Bei dem angenommenen Waldbaum beträgt das Windlastmoment im 14. Jahr 1,5 kNm, bei dem frei stehenden Baum fast 9-mal soviel (12,9 kNm). Dennoch weist der Stamm des frei stehenden Baumes aufgrund der Maximierung des Widerstandsmomentes durch sein kräftiges sekundäres Dickenwachstum bereits 1,4-fache Bruchsicherheit im Orkan auf. Der Waldbaum ist nach wie vor auf die zusätzliche Stabilisierung durch die Ausnutzung der Wachstumsvorspannungen angewiesen (rund 0,5-fache Bruchsicherheit).

Anschließende Belastungstests an verschieden dicken, zum Teil hohlen Aluminiumrohren, verdeutlichten den wesentlichen Einfluß des Widerstandsmomentes in Abhängigkeit von der Stammdicke und dem Aushöhlungsgrad auf die Bruchsicherheit von Bäumen.

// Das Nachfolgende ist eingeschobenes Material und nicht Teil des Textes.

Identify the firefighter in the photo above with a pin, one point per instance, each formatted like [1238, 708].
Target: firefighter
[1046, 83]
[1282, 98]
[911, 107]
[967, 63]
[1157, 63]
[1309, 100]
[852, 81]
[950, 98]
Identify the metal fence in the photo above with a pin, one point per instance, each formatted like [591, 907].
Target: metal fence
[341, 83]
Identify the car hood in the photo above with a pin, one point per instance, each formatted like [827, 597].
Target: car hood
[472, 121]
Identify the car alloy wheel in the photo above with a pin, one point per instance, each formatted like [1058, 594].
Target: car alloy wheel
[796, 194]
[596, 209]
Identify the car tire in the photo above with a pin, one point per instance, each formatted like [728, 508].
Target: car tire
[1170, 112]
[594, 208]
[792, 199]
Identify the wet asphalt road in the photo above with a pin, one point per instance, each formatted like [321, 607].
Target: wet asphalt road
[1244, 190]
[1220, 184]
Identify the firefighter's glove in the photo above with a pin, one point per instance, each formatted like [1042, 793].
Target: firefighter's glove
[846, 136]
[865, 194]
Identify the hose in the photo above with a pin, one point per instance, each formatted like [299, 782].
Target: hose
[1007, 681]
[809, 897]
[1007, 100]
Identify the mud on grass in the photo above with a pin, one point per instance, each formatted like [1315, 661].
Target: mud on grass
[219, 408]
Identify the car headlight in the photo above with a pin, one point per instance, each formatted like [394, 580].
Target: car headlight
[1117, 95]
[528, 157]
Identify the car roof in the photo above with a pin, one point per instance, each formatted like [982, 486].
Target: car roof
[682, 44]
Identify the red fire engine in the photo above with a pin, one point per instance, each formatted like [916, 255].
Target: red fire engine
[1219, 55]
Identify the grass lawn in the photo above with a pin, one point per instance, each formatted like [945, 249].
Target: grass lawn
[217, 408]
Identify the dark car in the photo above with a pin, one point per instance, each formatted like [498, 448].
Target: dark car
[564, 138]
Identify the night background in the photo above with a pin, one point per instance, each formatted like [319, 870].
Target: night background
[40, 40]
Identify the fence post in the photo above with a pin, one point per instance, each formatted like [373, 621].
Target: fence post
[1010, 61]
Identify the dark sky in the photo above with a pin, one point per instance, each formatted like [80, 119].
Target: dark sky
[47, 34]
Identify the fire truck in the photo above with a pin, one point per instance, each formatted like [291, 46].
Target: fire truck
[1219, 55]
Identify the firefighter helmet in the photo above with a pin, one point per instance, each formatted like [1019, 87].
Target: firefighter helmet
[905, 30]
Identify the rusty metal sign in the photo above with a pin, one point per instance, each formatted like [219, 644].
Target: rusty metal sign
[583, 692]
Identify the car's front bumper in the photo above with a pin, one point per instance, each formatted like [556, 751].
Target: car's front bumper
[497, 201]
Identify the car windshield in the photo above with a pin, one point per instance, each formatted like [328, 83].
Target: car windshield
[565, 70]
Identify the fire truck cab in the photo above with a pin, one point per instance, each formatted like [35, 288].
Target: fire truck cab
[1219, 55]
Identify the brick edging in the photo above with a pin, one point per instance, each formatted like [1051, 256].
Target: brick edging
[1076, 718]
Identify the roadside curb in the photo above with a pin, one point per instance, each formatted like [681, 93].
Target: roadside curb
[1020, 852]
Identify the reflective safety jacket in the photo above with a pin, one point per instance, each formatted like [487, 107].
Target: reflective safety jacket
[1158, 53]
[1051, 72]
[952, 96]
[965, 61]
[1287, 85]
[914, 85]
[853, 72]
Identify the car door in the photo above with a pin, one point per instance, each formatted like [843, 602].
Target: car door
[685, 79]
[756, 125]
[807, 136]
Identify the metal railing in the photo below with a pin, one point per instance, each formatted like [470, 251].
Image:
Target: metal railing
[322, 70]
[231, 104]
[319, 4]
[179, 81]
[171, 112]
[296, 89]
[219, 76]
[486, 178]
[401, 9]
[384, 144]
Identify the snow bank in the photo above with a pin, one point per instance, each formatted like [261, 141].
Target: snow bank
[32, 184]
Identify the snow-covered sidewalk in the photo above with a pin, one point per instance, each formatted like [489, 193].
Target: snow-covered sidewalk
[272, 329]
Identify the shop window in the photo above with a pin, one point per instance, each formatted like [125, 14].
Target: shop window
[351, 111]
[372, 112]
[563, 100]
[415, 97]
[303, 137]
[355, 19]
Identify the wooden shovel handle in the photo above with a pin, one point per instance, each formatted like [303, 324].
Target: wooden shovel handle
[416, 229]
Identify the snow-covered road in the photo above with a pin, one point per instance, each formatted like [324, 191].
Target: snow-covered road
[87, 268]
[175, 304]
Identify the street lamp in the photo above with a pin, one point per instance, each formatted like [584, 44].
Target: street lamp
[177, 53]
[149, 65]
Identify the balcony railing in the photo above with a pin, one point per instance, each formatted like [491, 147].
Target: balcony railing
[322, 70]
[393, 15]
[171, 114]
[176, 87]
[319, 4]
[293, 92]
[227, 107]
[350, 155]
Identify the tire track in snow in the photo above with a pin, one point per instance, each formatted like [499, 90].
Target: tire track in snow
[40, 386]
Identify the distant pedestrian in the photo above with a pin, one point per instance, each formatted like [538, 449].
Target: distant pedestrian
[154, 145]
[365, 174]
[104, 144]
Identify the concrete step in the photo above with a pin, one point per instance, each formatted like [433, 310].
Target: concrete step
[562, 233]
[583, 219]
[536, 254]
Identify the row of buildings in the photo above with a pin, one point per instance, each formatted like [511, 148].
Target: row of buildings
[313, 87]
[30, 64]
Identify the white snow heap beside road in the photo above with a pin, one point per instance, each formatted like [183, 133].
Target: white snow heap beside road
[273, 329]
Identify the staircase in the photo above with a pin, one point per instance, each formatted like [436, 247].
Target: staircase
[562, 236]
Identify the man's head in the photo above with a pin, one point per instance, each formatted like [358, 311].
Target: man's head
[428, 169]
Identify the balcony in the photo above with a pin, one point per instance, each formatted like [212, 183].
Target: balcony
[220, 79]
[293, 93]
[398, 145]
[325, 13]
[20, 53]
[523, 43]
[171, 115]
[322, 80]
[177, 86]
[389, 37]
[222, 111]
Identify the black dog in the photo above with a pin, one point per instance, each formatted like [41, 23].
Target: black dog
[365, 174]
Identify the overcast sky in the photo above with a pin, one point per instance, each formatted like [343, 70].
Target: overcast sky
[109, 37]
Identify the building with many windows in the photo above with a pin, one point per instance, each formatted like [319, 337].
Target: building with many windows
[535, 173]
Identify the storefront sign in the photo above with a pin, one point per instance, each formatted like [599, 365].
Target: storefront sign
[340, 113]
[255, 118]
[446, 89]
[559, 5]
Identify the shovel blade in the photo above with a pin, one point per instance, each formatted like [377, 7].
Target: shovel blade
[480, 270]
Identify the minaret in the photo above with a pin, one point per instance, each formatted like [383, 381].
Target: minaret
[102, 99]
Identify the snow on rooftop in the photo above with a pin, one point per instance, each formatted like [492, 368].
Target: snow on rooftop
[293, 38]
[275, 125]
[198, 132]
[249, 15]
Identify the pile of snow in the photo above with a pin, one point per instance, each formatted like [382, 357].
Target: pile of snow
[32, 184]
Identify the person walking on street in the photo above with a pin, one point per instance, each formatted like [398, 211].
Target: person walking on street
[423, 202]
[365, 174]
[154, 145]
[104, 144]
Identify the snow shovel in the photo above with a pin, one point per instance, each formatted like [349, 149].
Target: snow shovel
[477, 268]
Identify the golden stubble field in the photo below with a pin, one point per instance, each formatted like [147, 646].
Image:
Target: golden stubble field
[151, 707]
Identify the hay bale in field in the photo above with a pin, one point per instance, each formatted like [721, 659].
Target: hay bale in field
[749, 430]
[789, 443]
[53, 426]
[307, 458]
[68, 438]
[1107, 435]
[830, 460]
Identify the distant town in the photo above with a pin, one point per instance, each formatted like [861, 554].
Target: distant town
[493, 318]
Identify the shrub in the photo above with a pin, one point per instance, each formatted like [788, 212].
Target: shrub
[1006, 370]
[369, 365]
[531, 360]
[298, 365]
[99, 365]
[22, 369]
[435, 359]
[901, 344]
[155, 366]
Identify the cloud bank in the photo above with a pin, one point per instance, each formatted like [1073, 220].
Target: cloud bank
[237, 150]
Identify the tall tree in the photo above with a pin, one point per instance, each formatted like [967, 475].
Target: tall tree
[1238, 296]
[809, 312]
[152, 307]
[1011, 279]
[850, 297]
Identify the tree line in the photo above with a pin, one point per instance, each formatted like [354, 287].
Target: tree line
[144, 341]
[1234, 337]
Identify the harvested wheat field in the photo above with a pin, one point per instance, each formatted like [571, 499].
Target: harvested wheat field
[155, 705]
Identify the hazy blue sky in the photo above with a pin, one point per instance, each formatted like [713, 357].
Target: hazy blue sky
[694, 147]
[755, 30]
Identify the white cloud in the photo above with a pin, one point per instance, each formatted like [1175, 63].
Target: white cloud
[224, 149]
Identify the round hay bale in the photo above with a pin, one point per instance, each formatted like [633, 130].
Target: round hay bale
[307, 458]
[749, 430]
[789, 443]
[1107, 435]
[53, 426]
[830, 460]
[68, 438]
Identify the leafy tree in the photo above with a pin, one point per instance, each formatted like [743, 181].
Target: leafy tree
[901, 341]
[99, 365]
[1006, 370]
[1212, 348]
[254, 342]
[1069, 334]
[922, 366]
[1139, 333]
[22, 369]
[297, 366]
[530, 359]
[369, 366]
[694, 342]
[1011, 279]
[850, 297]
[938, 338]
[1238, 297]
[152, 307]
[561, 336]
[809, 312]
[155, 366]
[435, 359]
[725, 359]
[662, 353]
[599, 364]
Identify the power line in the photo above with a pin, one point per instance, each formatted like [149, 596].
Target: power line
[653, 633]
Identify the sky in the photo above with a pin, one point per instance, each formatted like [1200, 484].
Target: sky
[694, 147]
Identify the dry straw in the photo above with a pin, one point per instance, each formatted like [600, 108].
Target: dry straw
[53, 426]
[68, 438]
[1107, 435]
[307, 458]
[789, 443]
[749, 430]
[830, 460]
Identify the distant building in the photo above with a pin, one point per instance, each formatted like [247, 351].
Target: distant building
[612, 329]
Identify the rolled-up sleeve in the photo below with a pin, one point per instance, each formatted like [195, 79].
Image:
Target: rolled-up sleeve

Schwerpunkt der eintägigen Praxisveranstaltung waren die praktischen Übungen zur Baumkontrolle an dem alten Baumbestand des Botanischen Gartens und Palmengartens. Bedeutsame Schadsymptome wie Spechthöhlen, Pilzfruchtkörper, V-förmige Zwiesel, angebrochene Äste, Totholz, Wurzelstockfäulen, fäulebedingte Einwallungen, Höhlungen, eingefaulte, überlastige Äste und andere wurden eingehend visuell untersucht und ihre Bedeutung für die Stand-/Bruchsicherheit besprochen. Hinweisende Symptome wie Stockaustriebe, falsche Frostleisten oder verlichtete Kronen wurden ebenso besprochen wie für die Baumkontrolle unbedeutende Symptombildungen (Stammbeulen, überwallte und teilüberwallte Astlöcher, astunterseitige Faltenbildungen usw.).

Zum Schluß erregte ein kürzlich abgestorbener Birkenaltbaum, in dessen Krone noch das vertrocknete Laub hing, die Aufmerksamkeit. Die Ursache für den plötzlichen Baumtod wurde durch Abklopfen des Stammfußes und Nachprüfen mit einem Stechbeitel gefunden: Unter der Borke war cremefarbiges Pilzmycel des Hallimasch ausgebildet.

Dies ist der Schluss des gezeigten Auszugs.